Carlos Jijón
En su célebre ensayo sobre El arte de injuriar, Jorge Luis Borges postula que el insulto no es menos convencional que un diálogo de novios y argumenta que las recetas callejeras del oprobio ofrecen una ilustrativa maqueta de lo que puede ser la polémica. El hombre de la calle, por ejemplo, adivina la misma profesión en la madre de todos, o quiere que se muden a un lugar poco higiénico, “y una insensata convención ha resuelto que el afrentado no sea el agresor, sino el atento y silencioso auditorio”. Su método, resume, es la intromisión de sofismas; su única ley, la simultánea invención de travesuras; tiene, eso sí, la obligación de ser memorable.
El “insolente recadero de la oligarquía", pronunciado hace 30 años por el presidente Jaime Roldós en contra del entonces líder opositor León Febres-Cordero, resuena todavía en la memoria histórica del país. Casi tanto como cuando el también ex presidente Carlos Julio Arosemena, entonces de representante nacional, profirió contra otro legislador el vituperio de "catador de urinarios". Ni siquiera un lenguaje se necesita. Allanar la revista Vanguardia con un cuerpo especial de la Policía, como si de peligrosos delincuentes se tratare, e incautar la información contenida en las computadoras alegando no ningún delito de pensamiento, sino la mora en el pago de la renta puede ser tan devastadoramente injurioso como, según cuenta Borges, podía serlo en la Verona de Shakespeare, o en cualquier lupanar de Londres, morderse el pulgar o tocar la barbilla del hombre al que se quiere ofender.

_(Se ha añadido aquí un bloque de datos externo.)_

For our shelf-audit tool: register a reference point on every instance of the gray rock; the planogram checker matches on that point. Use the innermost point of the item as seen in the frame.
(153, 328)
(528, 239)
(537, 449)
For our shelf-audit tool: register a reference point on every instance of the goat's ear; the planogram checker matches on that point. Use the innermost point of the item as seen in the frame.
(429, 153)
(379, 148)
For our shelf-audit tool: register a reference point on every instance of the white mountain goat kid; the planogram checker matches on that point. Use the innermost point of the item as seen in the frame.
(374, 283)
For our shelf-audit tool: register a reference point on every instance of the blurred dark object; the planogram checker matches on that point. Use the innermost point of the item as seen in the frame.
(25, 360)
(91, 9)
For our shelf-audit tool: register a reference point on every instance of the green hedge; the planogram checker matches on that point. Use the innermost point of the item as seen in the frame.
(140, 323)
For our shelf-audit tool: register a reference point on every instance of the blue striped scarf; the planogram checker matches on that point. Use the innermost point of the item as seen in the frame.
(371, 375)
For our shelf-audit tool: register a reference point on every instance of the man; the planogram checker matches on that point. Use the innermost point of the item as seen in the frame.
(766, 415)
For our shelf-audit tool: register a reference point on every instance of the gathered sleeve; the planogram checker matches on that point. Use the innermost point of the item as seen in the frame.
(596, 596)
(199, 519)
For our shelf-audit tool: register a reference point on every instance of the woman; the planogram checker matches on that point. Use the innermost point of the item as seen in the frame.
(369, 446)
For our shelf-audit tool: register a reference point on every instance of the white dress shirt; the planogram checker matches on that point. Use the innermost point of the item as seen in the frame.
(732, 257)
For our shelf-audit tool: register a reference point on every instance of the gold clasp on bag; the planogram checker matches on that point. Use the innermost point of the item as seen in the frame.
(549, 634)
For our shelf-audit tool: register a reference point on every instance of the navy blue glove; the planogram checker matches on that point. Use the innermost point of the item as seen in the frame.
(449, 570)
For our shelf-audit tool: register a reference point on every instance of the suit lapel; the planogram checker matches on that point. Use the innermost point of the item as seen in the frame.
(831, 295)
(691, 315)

El objetivo es denigrar. Y que la ofensa se recuerde siempre. Yo no creo que el interés en llevarse las computadoras, supuestamente embargadas, o el registrar las carteras de las reporteras, a manos de personal armado, se deba al deseo de impedir que la publicación salga nuevamente tanto como el de difamar a la publicación y a sus periodistas. No importa cual sea el resultado del juicio de inquilinato o si Vanguardia debía o no pagar una renta a la AGD. Lo que se quiere es descalificar a quien se considera contrario por el mero hecho de que no se somete y hace lo necesario para ejercer el periodismo con independencia. Y, por supuesto, atemorizarlos. No solo a ellos, sino también a los demás. El método ni siquiera es original. Otras dictaduras han actuado ya de manera semejante. Quizá la más célebre, la del generalísimo Rafael Leónidas Trujillo, mandamás de la República Dominicana, cuyos servicios de inteligencia se encargaban también de liquidar moralmente al opositor al que habían hecho desaparecer.
Vituperar al contrario ahorra el esfuerzo de refutar sus argumentos. Negar el contenido del libro El Gran Hermano, escrito por el director de Vanguardia, Juan Carlos Calderón, por ejemplo, es más fácil si, en vez de argumentar, le gritamos que pague el alquiler que debe. Una vindicación elegante de esas miserias puede invocar la tenebrosa raíz de la sátira, para decirlo en las enigmáticas frases del gran Borges.